А еще через неделю Мария поняла, что беременна. Возвращаться в деревню с животом было смерти подобно, и она, оглушенная и совершенно раздавленная, потерявшая всякое желание жить, на оставшиеся деньги в ноябре поехала в Красноярск, где, по слухам, монахини из Енисейского монастыря помогали роженицам. Там в канун нового, 1917 года, она родила сына. Окрестили Иосифом, со слов Марии в свидетельстве о рождении и крещении отцом записали Матвея Герца. Через два месяца наступила смута. В монастыре стало голодно и опасно, мужики из окрестных деревень начали захватывать монастырские земли. Потом комбедовцы пришли за лошадьми. Настоятельницу, вставшую у них на пути, ударили штыком в подвздох и кинули в грязь.

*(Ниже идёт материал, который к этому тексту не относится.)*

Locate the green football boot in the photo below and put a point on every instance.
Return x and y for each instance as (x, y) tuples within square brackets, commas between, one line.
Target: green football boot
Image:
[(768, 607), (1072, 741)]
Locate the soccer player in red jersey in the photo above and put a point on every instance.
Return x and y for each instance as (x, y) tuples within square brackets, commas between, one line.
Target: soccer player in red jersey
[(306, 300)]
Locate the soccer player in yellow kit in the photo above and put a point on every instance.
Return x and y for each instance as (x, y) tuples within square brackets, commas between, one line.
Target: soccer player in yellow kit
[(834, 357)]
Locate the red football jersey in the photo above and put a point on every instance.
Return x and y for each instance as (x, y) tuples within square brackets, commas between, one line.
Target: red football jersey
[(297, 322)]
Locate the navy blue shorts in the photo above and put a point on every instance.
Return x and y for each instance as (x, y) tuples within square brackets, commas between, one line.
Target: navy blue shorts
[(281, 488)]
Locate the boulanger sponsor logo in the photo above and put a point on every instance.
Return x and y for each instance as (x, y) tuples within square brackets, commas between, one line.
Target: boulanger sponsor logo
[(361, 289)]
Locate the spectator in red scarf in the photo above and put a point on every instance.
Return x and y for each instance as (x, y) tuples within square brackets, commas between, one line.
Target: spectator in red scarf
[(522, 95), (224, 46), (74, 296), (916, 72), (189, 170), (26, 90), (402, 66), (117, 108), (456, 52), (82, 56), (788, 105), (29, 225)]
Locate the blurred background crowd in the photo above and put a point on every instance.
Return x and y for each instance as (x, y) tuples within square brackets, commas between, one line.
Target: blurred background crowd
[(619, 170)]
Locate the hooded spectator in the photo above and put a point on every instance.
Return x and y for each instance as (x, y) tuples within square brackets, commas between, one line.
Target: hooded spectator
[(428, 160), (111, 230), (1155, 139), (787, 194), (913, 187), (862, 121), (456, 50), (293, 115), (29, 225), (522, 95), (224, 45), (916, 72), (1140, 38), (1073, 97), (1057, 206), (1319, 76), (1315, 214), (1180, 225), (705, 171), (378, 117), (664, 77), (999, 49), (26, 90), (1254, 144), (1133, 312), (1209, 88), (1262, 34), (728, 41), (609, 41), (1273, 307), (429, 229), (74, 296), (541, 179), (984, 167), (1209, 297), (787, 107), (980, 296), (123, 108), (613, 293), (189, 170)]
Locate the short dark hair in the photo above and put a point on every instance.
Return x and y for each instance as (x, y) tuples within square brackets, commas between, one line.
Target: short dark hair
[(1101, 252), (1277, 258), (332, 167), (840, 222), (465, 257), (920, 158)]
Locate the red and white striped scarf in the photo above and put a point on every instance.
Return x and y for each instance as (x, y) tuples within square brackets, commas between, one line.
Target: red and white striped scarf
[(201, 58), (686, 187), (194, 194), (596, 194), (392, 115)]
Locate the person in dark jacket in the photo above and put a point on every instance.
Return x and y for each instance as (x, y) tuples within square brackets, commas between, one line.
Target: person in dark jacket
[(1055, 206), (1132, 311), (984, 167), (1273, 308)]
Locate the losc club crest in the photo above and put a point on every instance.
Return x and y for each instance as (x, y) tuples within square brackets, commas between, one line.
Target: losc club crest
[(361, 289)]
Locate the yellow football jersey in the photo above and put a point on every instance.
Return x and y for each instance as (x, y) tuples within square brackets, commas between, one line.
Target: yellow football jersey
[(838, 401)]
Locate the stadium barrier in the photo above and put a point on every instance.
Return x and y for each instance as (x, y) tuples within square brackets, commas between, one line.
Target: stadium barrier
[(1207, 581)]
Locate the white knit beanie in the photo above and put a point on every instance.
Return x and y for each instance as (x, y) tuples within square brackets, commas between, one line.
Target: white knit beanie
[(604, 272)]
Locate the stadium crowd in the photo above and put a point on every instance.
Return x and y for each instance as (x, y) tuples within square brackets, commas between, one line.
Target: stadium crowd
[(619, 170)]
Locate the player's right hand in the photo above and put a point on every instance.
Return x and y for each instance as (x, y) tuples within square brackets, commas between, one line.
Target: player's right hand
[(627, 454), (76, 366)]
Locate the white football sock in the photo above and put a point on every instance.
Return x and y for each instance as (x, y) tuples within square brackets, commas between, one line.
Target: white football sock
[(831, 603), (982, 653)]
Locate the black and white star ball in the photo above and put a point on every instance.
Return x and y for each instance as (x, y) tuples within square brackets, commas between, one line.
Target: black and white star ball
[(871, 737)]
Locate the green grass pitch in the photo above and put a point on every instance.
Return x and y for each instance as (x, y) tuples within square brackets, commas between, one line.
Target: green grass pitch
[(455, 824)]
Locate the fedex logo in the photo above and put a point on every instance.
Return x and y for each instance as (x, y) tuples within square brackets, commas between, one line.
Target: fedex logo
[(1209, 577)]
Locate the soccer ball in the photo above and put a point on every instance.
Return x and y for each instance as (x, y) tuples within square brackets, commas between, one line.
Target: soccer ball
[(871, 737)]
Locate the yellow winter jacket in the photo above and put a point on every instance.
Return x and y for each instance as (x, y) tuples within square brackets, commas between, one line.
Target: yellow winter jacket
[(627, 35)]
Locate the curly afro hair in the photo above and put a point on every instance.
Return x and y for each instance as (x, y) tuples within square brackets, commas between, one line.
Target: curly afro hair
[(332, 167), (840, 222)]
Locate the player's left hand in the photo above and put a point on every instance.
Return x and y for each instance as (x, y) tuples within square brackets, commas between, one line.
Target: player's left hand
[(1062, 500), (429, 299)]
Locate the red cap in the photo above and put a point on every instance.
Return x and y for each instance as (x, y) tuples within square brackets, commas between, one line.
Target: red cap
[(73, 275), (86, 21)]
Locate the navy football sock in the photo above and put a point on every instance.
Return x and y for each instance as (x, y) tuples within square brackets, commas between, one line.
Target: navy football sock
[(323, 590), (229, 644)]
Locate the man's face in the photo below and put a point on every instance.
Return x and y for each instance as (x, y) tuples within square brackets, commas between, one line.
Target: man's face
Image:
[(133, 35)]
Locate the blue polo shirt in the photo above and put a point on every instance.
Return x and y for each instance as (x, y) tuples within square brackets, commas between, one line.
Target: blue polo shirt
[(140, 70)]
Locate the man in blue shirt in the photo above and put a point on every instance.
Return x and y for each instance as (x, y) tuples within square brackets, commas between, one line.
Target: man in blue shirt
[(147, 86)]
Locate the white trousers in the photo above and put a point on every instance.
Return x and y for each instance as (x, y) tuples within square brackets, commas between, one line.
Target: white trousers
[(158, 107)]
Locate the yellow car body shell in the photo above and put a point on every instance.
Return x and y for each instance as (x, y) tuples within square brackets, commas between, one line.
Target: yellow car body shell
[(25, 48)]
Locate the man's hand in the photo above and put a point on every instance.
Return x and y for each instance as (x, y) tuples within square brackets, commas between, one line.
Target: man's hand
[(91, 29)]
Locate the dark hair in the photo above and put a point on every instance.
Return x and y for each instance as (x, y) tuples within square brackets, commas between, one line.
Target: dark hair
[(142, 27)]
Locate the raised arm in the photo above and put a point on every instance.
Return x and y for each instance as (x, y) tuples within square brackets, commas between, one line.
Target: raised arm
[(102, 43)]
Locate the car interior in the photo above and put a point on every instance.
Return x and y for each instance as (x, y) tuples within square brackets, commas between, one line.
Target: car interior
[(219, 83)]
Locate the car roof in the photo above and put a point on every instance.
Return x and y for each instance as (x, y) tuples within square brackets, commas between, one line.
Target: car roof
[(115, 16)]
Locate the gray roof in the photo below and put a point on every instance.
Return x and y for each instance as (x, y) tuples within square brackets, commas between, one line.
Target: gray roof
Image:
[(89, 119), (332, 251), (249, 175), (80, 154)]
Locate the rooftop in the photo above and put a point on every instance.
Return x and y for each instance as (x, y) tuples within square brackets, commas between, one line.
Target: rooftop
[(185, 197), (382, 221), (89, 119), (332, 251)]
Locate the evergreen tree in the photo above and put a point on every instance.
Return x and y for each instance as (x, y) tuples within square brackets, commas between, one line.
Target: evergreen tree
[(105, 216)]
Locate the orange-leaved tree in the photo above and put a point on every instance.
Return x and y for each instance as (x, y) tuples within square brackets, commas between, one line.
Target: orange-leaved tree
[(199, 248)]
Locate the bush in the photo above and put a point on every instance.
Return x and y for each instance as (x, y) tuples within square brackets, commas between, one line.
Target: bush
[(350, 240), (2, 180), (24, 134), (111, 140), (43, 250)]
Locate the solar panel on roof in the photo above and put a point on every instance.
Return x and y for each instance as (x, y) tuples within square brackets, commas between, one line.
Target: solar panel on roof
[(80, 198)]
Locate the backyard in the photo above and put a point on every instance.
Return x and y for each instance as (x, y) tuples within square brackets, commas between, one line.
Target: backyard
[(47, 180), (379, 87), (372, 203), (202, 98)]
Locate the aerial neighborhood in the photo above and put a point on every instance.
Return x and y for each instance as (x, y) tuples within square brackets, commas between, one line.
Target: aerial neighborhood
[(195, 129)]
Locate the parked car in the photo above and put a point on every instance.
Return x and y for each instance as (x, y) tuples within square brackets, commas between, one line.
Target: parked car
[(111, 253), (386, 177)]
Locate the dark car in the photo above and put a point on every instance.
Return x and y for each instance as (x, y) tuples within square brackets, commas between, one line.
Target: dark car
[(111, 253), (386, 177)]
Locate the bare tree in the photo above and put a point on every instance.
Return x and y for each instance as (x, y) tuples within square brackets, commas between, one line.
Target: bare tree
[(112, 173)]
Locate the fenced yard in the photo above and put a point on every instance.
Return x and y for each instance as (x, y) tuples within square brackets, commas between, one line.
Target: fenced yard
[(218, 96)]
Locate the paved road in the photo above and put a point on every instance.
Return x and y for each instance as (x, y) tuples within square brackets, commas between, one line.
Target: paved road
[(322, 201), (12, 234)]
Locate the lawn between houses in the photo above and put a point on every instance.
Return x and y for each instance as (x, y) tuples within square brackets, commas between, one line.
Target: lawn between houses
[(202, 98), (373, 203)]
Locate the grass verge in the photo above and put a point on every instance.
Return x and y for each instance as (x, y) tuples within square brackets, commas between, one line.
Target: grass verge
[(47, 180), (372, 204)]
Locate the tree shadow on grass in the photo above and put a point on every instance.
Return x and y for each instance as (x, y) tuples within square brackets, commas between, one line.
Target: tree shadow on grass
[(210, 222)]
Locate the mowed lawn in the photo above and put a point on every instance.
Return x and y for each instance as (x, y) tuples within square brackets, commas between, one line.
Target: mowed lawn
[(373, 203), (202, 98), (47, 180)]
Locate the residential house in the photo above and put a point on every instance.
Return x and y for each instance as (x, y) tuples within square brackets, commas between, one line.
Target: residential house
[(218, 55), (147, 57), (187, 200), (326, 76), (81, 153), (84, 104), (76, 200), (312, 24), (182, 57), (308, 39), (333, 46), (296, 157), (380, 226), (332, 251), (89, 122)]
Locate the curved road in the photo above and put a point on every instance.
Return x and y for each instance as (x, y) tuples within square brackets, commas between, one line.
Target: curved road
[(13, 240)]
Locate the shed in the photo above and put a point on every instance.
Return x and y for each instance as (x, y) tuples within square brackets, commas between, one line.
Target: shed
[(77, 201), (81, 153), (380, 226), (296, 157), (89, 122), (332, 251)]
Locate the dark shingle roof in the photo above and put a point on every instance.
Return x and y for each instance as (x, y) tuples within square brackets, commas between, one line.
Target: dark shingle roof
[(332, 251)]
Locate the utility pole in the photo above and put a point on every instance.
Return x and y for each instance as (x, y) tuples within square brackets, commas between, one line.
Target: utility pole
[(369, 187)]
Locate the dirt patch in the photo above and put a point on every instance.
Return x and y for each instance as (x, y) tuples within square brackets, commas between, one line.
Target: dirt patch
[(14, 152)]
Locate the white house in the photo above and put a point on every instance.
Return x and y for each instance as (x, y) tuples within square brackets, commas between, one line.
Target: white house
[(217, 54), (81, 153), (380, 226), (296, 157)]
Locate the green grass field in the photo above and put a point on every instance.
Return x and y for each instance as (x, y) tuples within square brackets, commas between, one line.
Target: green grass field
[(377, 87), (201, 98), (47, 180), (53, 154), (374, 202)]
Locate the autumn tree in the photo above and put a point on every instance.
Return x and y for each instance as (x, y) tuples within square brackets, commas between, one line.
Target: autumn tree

Мария вернулась в Ачинск с младенцем на руках. Но ресторан, где она работала, закрылся, господа уезжали.
Иван, узнав, что Мария стала жить с Матвеем, напился и избил на улице нескольких человек, а потом подрался с полицейскими. Его выгнали с железной дороги и отправили на фронт.
Матвей не возвращался, и весточек от него не приходило. Делать было нечего, и ранней весной семнадцатого года Мария вернулась в Расейскую.
Семья мужа закрыла перед ней дверь, пришлось проситься к своим родителям. Отец ее избил и отправил жить с маленьким сыном в хлев. К старшим детям ее не пускали. Марии хотелось покончить с этой жизнью, от которой она уже ничего не ждала. Только изредка через дырку в заборе тайком прибегали к ней дети, Елена и Николай, обнимали, звали домой. Мария давала им подержать маленького Иосифа. Старшие полюбили с ним возиться, называли братиком.